El hombre común, con las mandíbulas desencajadas por el estupor
y el desconsuelo, eleva tímidamente un dedo como pidiendo un turno de palabra
que el guión no contempla. Y así se queda: con el índice ridículamente
levantado, señalando a un cielo que se diría ausente.
(De repente el trilero decide ignorar al perdedor, que ya no
tiene nada más que ofrecer, como si éste ya no existiese; como si hubiese
desaparecido por arte de magia. “Si te he visto, no me acuerdo”. Con la voz
odiosa de quien desea manifestar sin pudor su tedio. Más o menos con la misma
voz con la que ciertas enfermeras llaman a los pacientes a la consulta del
médico.)
Siguiente. (De nuevo, súbitamente
obsequioso, Mr. Hyde da paso al Dr. Jekyll ante la promesa de un nuevo cliente.

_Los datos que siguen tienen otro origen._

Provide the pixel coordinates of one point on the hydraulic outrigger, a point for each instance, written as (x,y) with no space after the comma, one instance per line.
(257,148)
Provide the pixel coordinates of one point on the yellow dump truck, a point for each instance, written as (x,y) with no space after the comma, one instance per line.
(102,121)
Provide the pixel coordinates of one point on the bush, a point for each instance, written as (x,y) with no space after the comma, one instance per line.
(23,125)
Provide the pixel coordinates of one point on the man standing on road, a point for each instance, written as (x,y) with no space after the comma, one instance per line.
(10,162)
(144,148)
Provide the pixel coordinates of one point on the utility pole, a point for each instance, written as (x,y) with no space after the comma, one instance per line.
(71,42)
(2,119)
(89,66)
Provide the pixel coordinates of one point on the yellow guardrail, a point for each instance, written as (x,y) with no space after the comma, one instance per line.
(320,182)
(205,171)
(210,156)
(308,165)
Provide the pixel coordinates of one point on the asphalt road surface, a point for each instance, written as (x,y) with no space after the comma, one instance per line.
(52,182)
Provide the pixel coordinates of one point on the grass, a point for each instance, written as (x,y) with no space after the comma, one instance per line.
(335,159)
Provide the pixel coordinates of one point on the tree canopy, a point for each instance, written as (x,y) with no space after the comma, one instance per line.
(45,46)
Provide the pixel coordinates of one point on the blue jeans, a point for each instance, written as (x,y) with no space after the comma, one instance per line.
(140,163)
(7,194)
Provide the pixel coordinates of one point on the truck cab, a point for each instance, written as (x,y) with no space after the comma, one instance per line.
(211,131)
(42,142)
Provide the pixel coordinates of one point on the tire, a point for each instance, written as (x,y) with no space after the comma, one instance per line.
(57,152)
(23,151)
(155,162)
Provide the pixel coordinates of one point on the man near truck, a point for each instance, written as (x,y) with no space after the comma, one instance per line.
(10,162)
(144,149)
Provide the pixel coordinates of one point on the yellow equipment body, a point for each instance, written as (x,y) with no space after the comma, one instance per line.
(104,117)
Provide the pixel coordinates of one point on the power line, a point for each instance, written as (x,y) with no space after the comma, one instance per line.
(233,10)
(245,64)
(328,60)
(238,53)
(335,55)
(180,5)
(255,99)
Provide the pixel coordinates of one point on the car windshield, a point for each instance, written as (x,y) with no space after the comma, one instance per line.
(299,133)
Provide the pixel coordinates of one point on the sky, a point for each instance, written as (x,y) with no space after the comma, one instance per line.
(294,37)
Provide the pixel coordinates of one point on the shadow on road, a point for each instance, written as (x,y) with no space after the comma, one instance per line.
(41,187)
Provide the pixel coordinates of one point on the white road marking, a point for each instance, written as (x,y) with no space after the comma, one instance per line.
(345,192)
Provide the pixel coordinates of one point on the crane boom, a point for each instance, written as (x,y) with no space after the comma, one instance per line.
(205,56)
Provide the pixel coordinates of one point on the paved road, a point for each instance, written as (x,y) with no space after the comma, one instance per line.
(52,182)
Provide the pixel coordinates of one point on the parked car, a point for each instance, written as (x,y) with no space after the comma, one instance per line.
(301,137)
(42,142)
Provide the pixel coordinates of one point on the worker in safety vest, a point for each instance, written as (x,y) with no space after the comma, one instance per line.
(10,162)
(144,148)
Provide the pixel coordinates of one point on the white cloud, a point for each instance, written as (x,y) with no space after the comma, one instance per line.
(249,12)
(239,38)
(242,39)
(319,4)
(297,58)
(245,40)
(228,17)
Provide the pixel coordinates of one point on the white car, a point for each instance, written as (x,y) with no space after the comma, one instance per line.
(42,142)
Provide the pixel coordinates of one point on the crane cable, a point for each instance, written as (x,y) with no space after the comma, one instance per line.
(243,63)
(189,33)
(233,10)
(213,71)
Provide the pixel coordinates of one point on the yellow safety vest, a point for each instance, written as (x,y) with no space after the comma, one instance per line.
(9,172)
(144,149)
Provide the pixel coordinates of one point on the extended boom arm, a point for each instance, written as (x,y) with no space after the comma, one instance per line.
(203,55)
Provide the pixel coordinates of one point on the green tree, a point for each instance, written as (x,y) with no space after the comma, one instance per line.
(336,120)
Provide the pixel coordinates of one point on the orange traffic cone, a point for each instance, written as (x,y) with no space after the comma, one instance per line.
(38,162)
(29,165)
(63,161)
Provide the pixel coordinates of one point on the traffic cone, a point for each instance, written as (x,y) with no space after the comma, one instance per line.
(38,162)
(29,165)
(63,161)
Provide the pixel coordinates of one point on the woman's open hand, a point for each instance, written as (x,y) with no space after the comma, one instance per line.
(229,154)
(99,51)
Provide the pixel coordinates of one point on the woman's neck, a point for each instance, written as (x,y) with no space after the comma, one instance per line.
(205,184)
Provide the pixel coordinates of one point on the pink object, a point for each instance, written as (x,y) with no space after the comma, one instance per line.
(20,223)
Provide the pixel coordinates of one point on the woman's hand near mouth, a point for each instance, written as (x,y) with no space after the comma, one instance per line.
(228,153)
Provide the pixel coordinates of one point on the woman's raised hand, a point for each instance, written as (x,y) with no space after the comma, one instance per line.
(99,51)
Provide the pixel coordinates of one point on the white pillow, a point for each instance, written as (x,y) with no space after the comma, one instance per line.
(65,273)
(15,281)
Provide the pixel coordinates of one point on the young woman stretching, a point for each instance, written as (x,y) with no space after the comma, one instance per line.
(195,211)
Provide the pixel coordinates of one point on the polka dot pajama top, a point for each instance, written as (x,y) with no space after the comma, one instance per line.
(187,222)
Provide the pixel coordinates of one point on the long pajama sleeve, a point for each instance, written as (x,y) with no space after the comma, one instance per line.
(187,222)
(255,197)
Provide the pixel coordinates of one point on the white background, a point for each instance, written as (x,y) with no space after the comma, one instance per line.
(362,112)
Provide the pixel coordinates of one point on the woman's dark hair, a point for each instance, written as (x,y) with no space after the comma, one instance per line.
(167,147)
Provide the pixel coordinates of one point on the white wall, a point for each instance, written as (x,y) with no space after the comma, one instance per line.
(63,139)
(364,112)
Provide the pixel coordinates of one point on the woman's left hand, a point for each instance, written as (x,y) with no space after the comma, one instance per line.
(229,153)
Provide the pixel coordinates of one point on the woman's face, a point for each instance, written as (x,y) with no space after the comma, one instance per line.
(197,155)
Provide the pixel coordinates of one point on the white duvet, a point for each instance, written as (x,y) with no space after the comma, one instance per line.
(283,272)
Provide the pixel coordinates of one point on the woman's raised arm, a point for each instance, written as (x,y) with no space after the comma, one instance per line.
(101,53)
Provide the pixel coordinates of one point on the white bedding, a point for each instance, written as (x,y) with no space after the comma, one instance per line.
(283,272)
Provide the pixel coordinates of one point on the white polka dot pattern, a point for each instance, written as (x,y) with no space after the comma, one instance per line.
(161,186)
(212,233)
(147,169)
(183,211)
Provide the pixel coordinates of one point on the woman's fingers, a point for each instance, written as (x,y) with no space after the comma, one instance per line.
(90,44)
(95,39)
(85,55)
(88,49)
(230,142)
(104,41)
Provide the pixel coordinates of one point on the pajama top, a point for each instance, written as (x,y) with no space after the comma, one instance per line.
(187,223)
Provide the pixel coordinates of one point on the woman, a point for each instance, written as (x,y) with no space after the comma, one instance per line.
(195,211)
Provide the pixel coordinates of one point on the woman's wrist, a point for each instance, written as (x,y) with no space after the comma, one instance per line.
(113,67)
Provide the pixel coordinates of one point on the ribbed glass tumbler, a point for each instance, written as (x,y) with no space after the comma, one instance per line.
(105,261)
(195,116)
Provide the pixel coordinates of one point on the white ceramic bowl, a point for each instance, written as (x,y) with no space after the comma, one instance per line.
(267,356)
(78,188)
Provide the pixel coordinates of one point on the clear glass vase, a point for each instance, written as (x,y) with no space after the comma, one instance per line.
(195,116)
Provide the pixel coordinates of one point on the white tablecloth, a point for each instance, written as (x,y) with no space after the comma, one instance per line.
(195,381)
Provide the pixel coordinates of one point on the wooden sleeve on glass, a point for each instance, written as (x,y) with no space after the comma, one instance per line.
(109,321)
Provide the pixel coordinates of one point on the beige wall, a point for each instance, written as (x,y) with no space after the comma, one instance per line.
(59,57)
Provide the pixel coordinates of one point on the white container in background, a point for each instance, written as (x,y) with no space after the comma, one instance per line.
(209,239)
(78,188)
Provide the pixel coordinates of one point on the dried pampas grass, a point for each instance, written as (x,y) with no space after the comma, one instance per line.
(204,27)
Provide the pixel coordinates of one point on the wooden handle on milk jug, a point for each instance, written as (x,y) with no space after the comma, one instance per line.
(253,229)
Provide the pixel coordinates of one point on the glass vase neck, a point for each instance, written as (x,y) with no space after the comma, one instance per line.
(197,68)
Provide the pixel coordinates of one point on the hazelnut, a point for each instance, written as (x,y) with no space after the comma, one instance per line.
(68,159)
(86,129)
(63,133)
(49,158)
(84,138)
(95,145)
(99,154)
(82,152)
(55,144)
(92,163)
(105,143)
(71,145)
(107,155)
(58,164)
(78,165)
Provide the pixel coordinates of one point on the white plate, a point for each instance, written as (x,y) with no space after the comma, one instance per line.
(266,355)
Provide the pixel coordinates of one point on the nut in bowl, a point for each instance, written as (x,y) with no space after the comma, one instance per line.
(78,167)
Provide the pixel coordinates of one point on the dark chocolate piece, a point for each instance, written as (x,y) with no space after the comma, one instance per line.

Se dirige sonriendo a una futura presa sin rostro, alguien que el público aún
no puede ver sobre el escenario, pero que se imagina dolorosamente familiar. Y
sigue vendiendo con entusiasmo su humo.) Puede usted probar suerte por el
módico precio de… un voto, caballero. (Y,
así, el espectáculo comienza de nuevo.) Un papelito: tres intentos… ¿Dónde
está la justicia gratuita? ¿Dónde se esconden los subsidios de desempleo?
¿Dónde, la subida de pensiones? Vamos, vamos, que el que lo encuentre, se lo
queda. (Su sonrisa se desparrama como
miel sobre tostada que observa golosa la mosca) Pruebe suerte, señor, que
hoy puede ser su día. Nos lo quitan de las manos. Lo estamos dando. Lo estamos
regalando.
De fondo, a lo lejos y con un volumen muy discreto, casi
tímido, con aire cansado pero no vencido, comienzan a sonar las estrofas
finales de Hey you, de Pink Floyd.
Interpretado preferentemente por David Gilmour, más que por Roger Waters (a
pesar de su autoría). Hasta llegar al desenlace: “Together we stand. Divided we fall. We fall… we fall… we fall”.